2. La modernisation du droit d’auteur afin de l’adapter à l’ère numérique
La Commission a par ailleurs présenté « sa vision d’un cadre moderne pour le droit d’auteur dans l’Union ». L’objectif annoncé est de permettre aux Européens d’accéder à une vaste offre légale de contenus tout en garantissant une meilleure protection et une rémunération équitable aux auteurs et aux autres titulaires de droits. Alors que la réglementation est aujourd’hui disparate, le but à atteindre à long terme est l’application d’un droit d’auteur uniforme dans l’ensemble de l’Union.
Le plan d’action de la Commission repose sur « quatre piliers complémentaires » :
« Élargir l’accès aux contenus dans toute l’Union » :
La Commission souhaite faire disparaître les restrictions d’accès aux contenus numériques, et, dans ce cadre, a proposé, « en tant que première étape » un règlement visant à assurer la portabilité transfrontalière des services de contenus en ligne.
La portabilité transfrontalière vise à permettre aux Européens qui se déplacent dans un autre pays de l’Union européenne d’accéder aux contenus en ligne (films, musiques, livres numériques, jeux...) qu’ils ont achetés ou pour lesquels ils ont souscrit un service en ligne dans leur pays d’origine.
Selon la Commission, la portabilité transfrontalière constitue « un nouveau droit pour les consommateurs européens » qui « devrait devenir une réalité en 2017, année où seront également abolis les frais d’itinérance (ou de "roaming") dans l’Union » (utiliser son téléphone mobile lors de déplacements dans l’Union coûtera le même prix que dans son pays de résidence habituel).
La portabilité est une mesure que redoutaient spécifiquement les producteurs d’œuvres audiovisuelles et les diffuseurs d’évènements sportifs, car ils craignaient une remise en cause du principe de territorialité sur lequel repose le financement du secteur de l’industrie culturelle (notamment diffusion des compétitions sportives par les chaines de télévision, préfinancement des œuvres audiovisuelles et des films par les chaines de télévision en échange de l’exclusivité de la diffusion).
La proposition de règlement vise les personnes présentes « temporairement » dans un autre Etat européen que son pays de résidence, comme lors d’un voyage d’affaires ou pour des vacances, sans préciser la durée de ce séjour temporaire.
Les conditions de la portabilité devraient donc être précisées, afin d’encadrer le principe et d’assurer un contrôle (notamment pour authentifier le pays de résidence de l’abonné).
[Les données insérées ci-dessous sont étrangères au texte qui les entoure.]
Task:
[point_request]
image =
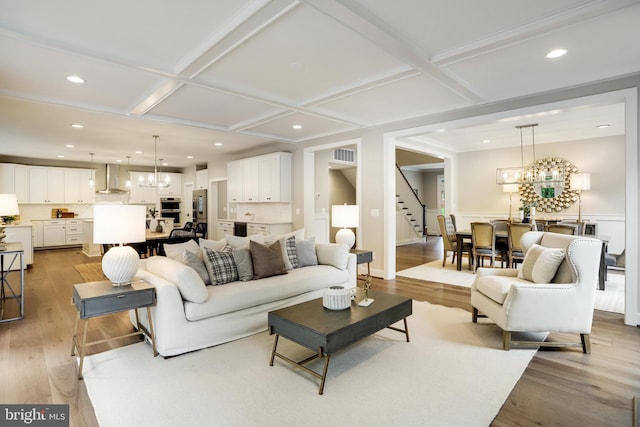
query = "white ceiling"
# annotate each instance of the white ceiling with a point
(243, 72)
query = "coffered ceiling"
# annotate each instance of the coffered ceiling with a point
(244, 72)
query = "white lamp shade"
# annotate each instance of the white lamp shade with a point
(345, 216)
(119, 224)
(581, 181)
(9, 205)
(510, 188)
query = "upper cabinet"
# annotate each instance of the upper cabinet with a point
(76, 186)
(14, 179)
(260, 179)
(202, 179)
(46, 185)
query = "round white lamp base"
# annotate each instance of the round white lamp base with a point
(346, 236)
(120, 264)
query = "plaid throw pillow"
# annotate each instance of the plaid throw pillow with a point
(220, 265)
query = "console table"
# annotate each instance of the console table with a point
(95, 299)
(13, 252)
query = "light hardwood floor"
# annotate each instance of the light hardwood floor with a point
(560, 387)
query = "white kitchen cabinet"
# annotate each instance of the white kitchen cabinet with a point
(141, 195)
(224, 227)
(260, 179)
(202, 179)
(38, 233)
(175, 187)
(73, 232)
(21, 233)
(54, 232)
(234, 181)
(14, 179)
(76, 186)
(275, 177)
(46, 185)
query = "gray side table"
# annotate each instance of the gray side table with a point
(95, 299)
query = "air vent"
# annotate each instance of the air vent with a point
(344, 155)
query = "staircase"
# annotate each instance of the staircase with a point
(412, 208)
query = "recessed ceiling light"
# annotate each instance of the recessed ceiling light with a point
(75, 79)
(556, 53)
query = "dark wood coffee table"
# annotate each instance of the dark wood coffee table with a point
(326, 331)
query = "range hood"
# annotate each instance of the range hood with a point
(113, 191)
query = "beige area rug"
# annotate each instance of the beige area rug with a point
(452, 373)
(91, 272)
(611, 299)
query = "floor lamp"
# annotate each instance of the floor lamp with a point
(347, 217)
(580, 182)
(510, 188)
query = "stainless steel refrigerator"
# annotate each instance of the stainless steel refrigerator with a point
(200, 208)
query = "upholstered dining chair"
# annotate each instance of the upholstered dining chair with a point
(450, 240)
(553, 291)
(483, 241)
(514, 234)
(562, 229)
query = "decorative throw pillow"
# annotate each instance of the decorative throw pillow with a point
(242, 257)
(306, 252)
(241, 242)
(175, 250)
(540, 264)
(216, 245)
(220, 265)
(189, 284)
(194, 261)
(267, 261)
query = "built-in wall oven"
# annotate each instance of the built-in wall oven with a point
(171, 207)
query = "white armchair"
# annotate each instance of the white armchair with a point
(565, 304)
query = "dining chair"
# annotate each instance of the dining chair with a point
(580, 226)
(483, 240)
(450, 240)
(562, 229)
(514, 233)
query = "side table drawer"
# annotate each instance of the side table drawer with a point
(114, 303)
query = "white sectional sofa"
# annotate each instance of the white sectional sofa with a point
(190, 316)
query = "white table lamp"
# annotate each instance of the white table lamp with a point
(8, 207)
(119, 224)
(345, 216)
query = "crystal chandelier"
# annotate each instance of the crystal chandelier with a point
(541, 174)
(154, 179)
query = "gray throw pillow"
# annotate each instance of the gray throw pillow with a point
(194, 261)
(267, 261)
(306, 252)
(242, 257)
(220, 265)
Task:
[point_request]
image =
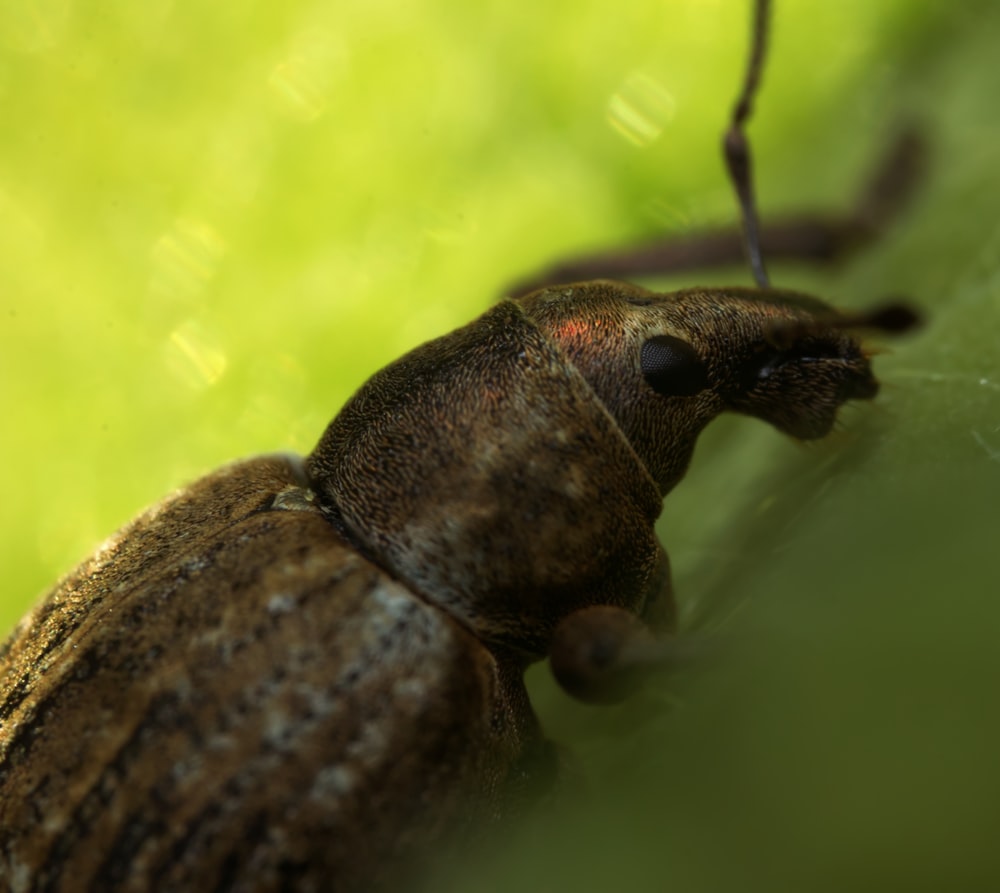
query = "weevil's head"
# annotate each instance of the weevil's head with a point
(665, 365)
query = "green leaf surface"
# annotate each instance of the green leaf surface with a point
(216, 220)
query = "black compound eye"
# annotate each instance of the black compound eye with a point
(672, 367)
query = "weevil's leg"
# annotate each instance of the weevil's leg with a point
(600, 654)
(811, 236)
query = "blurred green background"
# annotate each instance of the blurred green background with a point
(217, 219)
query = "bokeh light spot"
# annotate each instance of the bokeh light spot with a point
(194, 356)
(641, 108)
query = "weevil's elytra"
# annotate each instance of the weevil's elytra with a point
(307, 674)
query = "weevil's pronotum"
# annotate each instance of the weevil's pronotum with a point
(302, 673)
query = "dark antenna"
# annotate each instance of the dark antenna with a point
(736, 147)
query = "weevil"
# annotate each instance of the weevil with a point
(305, 673)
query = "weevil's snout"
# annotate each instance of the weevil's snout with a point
(800, 389)
(802, 367)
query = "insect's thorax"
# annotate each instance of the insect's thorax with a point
(483, 470)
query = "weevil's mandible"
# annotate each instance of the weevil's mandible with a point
(305, 674)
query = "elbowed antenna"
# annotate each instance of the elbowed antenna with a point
(736, 146)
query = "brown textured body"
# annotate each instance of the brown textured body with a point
(308, 675)
(228, 691)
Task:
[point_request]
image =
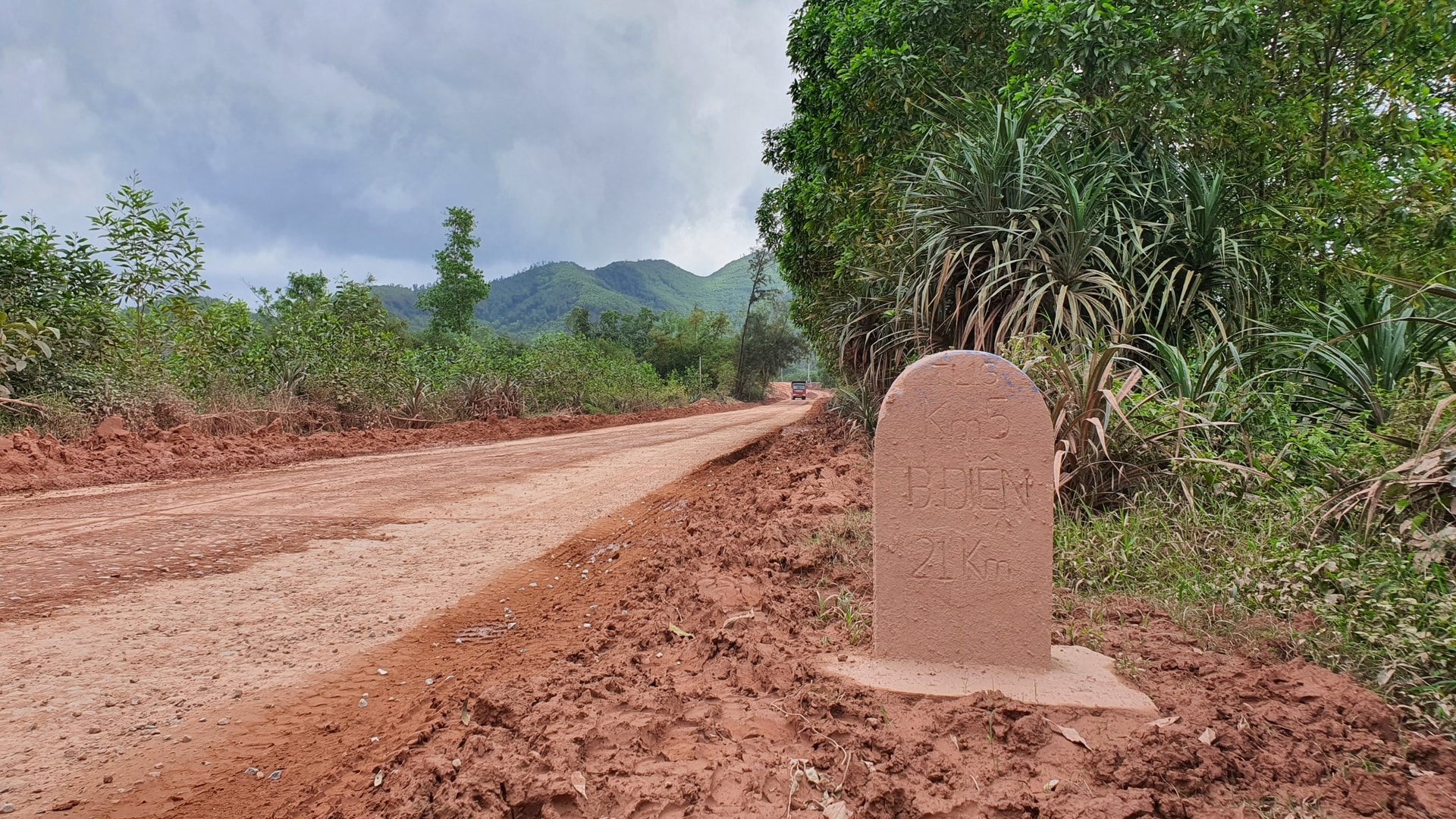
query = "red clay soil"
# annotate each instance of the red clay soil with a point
(693, 691)
(114, 455)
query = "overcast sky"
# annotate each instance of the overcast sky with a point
(332, 136)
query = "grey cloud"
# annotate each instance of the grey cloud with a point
(335, 133)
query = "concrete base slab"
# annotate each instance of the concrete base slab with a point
(1078, 676)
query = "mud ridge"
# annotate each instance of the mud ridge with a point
(683, 684)
(115, 455)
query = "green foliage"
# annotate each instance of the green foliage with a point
(22, 341)
(124, 330)
(453, 297)
(1329, 118)
(539, 297)
(759, 289)
(769, 343)
(155, 251)
(346, 346)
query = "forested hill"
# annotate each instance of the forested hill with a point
(538, 299)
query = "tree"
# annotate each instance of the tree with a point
(155, 249)
(758, 289)
(769, 344)
(1331, 118)
(453, 297)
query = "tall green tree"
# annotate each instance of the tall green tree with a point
(155, 249)
(460, 286)
(1332, 115)
(758, 289)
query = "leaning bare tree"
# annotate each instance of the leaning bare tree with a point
(758, 289)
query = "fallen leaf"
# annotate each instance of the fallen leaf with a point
(1074, 736)
(737, 617)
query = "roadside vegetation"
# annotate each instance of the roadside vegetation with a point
(118, 322)
(1219, 237)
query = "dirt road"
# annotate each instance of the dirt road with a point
(139, 615)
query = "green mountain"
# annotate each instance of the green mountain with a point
(539, 297)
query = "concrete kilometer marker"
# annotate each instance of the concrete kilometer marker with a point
(963, 544)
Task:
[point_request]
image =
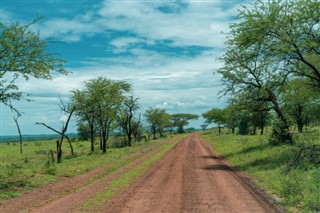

La proposition de règlement devra être examinée par le Parlement européen et le Conseil de l’Union européenne. Si le règlement est approuvé, il sera obligatoire et applicable dans l’ensemble des pays de l’Union, sans mesure de transcription nationale.
La Commission a annoncé d’autres propositions qui devraient intervenir au printemps prochain, visant notamment à améliorer la circulation des contenus, et notamment des programmes de radio et de télévision en ligne (en réexaminant la directive « câble et satellite ») et faciliter l’octroi de licences pour l’accès transfrontalier aux contenus.
Elle entend également aider à redonner vie aux œuvres qui ne sont plus commercialisées.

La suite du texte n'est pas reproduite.